The Wall Street Journal’s Jonathan Weisman notes, “Tax Proposal Wins Norquist Seal of Approval… With so many Republicans signing Americans for Tax Reform’s ‘no new taxes’ pledge, the judgment of ATR President Grover Norquist matters for the fate of the tax deal cut between Republican congressional leaders and President Barack Obama… And the judgment is, the deal does not raise taxes… ‘We’ve been supportive of it,’ said Ryan Ellis, head of tax policy for Americans for Tax Reform.”

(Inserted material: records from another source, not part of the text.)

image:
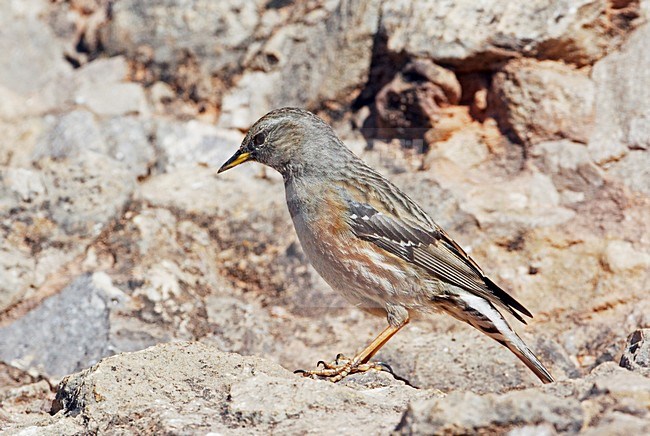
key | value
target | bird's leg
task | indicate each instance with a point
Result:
(342, 366)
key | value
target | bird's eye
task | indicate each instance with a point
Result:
(259, 139)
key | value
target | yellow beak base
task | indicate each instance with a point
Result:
(238, 158)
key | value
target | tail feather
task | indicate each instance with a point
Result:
(481, 314)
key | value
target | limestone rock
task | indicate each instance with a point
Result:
(219, 392)
(39, 341)
(477, 36)
(542, 101)
(622, 119)
(636, 356)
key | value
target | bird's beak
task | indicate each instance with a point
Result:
(237, 158)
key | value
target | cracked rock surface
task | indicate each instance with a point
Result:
(141, 293)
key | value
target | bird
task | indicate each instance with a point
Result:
(372, 243)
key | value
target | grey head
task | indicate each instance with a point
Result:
(293, 142)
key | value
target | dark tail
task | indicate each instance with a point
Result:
(481, 314)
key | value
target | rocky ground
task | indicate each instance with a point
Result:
(140, 293)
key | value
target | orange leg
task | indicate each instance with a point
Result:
(342, 367)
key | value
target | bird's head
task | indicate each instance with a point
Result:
(288, 140)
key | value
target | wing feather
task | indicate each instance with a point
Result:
(433, 250)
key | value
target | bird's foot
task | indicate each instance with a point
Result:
(341, 367)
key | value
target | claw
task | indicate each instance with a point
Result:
(384, 367)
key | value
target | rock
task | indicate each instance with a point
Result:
(184, 145)
(569, 165)
(621, 256)
(543, 101)
(220, 392)
(528, 200)
(42, 57)
(636, 356)
(321, 62)
(465, 413)
(472, 36)
(53, 213)
(566, 406)
(102, 88)
(633, 170)
(410, 104)
(169, 37)
(40, 340)
(622, 119)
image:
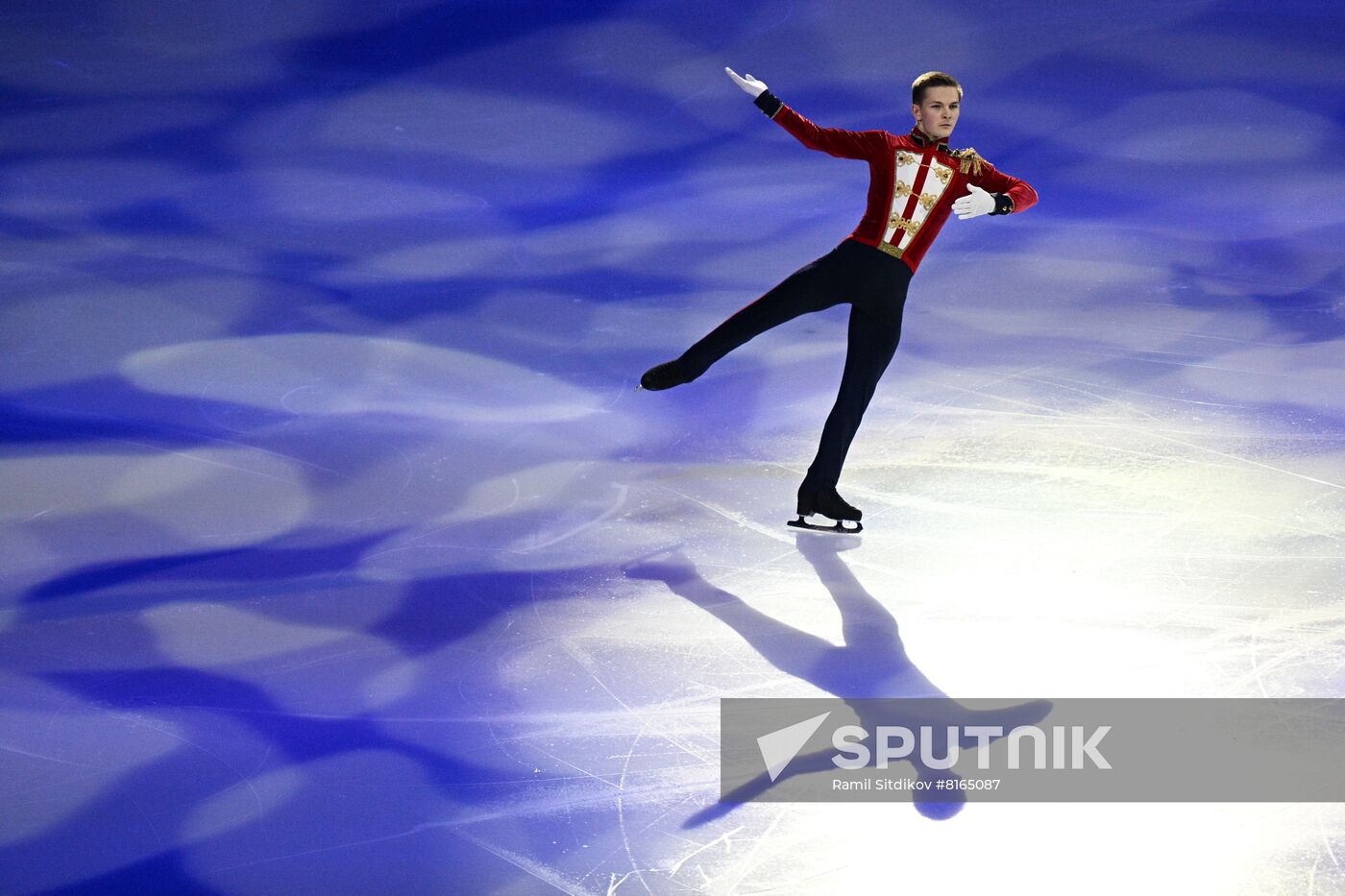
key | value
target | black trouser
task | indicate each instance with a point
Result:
(874, 284)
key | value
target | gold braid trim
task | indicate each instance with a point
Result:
(967, 159)
(904, 224)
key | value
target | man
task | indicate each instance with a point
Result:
(914, 181)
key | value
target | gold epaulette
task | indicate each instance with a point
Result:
(968, 160)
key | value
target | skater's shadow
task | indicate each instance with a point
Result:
(870, 664)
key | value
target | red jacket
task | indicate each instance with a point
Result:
(912, 181)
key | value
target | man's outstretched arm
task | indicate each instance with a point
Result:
(994, 193)
(844, 144)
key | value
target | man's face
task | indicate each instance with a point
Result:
(938, 111)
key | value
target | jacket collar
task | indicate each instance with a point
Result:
(921, 140)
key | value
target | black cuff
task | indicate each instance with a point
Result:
(769, 103)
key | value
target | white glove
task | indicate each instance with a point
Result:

“Estate tax proposal draws fire from conservatives who want full repeal,” is the headline of Russell Berman’s piece in The Hill, “Americans for Tax Reform, the group run by conservative activist Grover Norquist, is supporting the overall Obama-GOP agreement and does not consider the estate-tax provision a tax hike… ‘It’s not a tax increase relative to 2011 in current law,’ Ellis said. He added that like most conservatives, Americans for Tax Reform supports ending the estate tax permanently. Of the broader tax package Republicans are signing onto, Ellis said Americans for Tax Reform is ‘very supportive of it.’… ‘It is not perfect, but it is pretty damn good, and we like it,’ Ellis said.”